Monday, November 26, 2018

What's innate?

Johan Bolhuis sent me a copy of a recent comment in TiCS(Priors in animal and artificial intelligence (henceforth Priors))on the utility of rich innate priors in cognition, both in actual animals and artificially in machines. Following Pinker, Priorsframes the issue in terms of the blank slate hypothesis (BSH) (tabula rasafor you Latin lovers). It puts the issue as follows (963):

Empiricists and nativists have clashed for centuries in understanding the architecture of the mind: the former as a tabula rasa, and the latter as a system designed prior to experience…The question, summarized in the debate between the nativist Gary Marcus and the pioneer of machine learning, Yann LeCun, is the following: shall we search for a unitary general learning principle able to flexibly adapt to all conditions, including novel ones, or structure artificial minds with driving assumptions, or priors, that orient learning and improve acquisition speed by imposing limiting biases?

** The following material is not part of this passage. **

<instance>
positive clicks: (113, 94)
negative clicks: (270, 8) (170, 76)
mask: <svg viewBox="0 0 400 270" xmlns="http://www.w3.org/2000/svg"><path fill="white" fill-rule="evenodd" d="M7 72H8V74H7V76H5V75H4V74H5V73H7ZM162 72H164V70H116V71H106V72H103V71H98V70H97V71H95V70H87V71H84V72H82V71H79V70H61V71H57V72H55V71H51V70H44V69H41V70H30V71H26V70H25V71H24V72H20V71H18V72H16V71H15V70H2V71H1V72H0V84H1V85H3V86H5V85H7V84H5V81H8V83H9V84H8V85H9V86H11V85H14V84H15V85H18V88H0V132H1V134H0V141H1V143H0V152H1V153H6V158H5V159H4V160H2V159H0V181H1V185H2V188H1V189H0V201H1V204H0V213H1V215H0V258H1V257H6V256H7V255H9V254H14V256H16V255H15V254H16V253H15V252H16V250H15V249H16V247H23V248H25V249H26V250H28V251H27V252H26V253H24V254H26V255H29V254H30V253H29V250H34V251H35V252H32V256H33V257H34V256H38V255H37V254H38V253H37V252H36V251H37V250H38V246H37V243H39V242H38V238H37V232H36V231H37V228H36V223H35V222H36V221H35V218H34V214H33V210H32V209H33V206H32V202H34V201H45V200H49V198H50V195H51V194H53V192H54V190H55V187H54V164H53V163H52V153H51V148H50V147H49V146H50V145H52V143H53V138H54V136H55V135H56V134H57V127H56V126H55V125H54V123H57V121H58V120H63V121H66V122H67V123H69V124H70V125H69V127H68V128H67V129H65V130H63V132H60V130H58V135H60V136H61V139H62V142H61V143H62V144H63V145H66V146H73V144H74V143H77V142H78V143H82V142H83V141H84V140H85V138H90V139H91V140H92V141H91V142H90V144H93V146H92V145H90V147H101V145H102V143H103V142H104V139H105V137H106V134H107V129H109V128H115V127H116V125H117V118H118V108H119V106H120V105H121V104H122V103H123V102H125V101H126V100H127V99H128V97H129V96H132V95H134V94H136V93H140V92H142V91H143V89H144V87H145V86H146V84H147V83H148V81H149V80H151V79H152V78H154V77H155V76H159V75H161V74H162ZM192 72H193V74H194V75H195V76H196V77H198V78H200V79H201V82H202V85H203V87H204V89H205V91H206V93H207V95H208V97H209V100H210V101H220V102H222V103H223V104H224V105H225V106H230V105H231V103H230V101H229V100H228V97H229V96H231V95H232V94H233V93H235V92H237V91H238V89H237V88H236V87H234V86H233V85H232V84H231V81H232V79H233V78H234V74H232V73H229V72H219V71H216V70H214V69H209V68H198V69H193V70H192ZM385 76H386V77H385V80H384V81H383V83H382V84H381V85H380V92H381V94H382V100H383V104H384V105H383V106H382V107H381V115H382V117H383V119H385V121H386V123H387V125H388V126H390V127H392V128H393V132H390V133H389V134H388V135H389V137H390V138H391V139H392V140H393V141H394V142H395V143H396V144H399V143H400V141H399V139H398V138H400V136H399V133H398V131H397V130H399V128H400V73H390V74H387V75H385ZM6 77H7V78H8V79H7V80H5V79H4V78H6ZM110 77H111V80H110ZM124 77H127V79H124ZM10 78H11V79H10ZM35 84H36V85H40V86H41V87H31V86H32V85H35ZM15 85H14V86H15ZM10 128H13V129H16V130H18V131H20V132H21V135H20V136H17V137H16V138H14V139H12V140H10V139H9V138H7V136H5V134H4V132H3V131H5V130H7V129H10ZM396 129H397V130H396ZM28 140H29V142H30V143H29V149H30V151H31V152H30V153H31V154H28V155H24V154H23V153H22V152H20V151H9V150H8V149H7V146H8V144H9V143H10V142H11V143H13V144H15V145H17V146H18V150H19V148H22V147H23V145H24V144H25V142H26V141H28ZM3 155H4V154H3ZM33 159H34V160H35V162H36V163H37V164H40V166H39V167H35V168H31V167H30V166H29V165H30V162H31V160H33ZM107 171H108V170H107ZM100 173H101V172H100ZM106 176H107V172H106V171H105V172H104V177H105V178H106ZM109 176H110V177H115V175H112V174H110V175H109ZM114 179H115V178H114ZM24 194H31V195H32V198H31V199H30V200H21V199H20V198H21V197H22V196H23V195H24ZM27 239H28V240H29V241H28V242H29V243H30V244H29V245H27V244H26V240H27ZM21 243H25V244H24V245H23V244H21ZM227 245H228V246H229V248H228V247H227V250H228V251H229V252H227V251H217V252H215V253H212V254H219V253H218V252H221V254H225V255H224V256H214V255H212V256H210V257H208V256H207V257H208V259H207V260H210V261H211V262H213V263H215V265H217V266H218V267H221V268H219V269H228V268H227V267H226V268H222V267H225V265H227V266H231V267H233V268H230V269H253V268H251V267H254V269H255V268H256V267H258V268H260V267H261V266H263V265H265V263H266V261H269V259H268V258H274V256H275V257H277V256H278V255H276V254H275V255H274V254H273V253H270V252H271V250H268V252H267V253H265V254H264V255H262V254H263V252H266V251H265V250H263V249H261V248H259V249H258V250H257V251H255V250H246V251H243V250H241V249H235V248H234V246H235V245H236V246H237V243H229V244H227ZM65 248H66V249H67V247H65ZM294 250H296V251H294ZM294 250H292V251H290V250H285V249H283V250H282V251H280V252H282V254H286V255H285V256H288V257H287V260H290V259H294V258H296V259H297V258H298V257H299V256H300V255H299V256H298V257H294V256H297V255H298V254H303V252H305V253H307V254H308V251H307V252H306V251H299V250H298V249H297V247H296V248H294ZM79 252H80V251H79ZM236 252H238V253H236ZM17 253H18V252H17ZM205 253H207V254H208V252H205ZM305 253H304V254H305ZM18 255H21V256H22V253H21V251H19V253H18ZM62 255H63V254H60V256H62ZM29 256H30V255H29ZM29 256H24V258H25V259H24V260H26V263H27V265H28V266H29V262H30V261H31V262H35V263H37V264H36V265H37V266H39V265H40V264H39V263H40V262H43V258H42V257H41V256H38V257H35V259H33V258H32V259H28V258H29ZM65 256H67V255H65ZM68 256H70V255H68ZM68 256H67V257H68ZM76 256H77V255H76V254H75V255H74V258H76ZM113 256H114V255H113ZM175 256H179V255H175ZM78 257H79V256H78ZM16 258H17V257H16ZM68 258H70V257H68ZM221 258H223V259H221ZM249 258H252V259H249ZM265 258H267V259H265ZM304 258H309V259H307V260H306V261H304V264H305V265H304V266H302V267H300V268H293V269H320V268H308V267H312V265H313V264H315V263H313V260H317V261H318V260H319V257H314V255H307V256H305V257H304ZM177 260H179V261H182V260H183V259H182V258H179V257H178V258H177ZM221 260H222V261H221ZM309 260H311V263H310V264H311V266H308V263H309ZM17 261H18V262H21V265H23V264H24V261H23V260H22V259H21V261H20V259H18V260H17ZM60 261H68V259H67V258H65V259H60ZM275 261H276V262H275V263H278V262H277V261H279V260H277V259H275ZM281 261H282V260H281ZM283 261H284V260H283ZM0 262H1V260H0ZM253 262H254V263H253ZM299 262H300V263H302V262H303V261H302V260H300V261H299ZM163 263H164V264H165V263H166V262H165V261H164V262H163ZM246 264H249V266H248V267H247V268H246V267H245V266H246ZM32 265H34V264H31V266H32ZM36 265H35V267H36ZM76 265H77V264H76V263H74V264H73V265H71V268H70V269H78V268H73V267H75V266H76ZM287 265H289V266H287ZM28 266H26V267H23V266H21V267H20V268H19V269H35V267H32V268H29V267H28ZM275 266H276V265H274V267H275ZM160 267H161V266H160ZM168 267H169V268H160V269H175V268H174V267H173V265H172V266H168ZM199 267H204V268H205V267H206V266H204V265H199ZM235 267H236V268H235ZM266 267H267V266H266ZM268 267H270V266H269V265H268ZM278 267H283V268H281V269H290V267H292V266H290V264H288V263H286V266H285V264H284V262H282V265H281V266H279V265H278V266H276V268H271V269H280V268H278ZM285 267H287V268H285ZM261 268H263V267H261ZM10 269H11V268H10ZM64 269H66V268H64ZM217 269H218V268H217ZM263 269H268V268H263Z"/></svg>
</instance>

Marcus’ paper (here) (whose philosophical framework Priorsuses as backdrop for its more particular discussion) relates BSH to the old innateness question, which it contends revolves around “trying to reduce the amount of innate machinery in a given system” (1). I want to discuss this way of putting things, and I will be a bit critical. But before diving in, I want to say that I really enjoyed both papers and I believe that they are very useful additions to the current discussion. They both make excellent points and I agree with almost all their content. However, I think that the way they framed the relevant issue, in terms of innateness and blank slates, is misleading and concedes too much to the Empiricist (E) side of the debate. 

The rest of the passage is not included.